Immunoglobulins (Igs) are important effector molecules that mediate humoral immunity. A typical Ig consists of two heavy and two light chains. In teleosts, three Ig heavy chain isotypes (Ig mu, Ig delta and Ig tau) and three Ig light chain isotypes (Ig kappa, Ig lambda and Ig sigma) have been identified. Compared to the heavy chains, teleost Ig light chains have been poorly studied due to the lack of antibodies. In this study, a mouse anti-Nile tilapia Ig lambda monoclonal antibody (mAb) was prepared, which could specifically recognize Ig lambda in serum and Ig lambda(+) B cells in tissues. Further, the composition of IgM(+) and Ig lambda(+) B cell subsets was analyzed using this antibody and a mouse anti-tilapia IgM heavy chain mAb. The ratio of IgM(+)Ig lambda(+) B cells to total IgM(+) B cells in head kidney and peripheral blood was about 30%, while that in spleen was about 50%; the ratio of IgM(-)Ig lambda(+) B cells to total Ig lambda(+) B cells in head kidney and peripheral blood was about 45%, while that in spleen was about 25%. The IgM(-)Ig lambda(+) B cells was speculated to be IgT(+) B cells.
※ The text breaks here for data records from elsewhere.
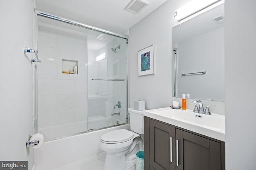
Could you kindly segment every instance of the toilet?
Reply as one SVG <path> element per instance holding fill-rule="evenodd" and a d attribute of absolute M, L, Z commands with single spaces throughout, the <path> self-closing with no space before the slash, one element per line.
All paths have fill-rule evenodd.
<path fill-rule="evenodd" d="M 128 170 L 136 166 L 136 152 L 144 150 L 143 111 L 128 109 L 131 131 L 115 130 L 101 138 L 100 147 L 106 152 L 104 170 Z"/>

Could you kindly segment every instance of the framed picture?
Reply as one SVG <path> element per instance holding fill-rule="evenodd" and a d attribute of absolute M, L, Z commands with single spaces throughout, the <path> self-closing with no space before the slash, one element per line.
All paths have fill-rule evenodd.
<path fill-rule="evenodd" d="M 138 76 L 155 74 L 155 45 L 153 44 L 138 52 Z"/>

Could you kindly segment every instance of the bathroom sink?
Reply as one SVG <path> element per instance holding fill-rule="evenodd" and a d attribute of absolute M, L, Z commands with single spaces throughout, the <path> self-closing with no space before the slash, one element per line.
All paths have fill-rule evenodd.
<path fill-rule="evenodd" d="M 144 116 L 225 141 L 225 116 L 206 115 L 170 107 L 148 110 Z"/>

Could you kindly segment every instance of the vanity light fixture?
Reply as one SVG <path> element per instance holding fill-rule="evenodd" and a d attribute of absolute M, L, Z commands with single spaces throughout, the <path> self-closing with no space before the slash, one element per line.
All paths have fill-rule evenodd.
<path fill-rule="evenodd" d="M 196 13 L 199 15 L 224 2 L 224 0 L 192 0 L 176 10 L 174 18 L 180 21 Z"/>
<path fill-rule="evenodd" d="M 106 53 L 104 53 L 102 54 L 99 55 L 96 57 L 96 61 L 99 61 L 101 60 L 102 60 L 103 59 L 106 58 Z"/>

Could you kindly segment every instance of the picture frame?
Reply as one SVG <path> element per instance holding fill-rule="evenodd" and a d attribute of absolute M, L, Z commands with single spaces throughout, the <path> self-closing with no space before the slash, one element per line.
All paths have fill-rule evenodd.
<path fill-rule="evenodd" d="M 138 52 L 138 76 L 155 74 L 155 45 L 152 44 Z"/>

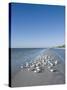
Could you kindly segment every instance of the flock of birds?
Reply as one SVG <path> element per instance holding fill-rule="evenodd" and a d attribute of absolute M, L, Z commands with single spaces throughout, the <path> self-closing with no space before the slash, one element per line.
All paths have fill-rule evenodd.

Finally, we detected an increase in the level of specific antibodies against the surface antigen-Sip of Streptococcus agalactiae in serum after S. agalactiae infection, indicating that mouse anti-tilapia Ig lambda mAb can be used to detect the antibody level after immunization of Nile tilapia, which lays a foundation for the evaluation of immunization effect of tilapia vaccine.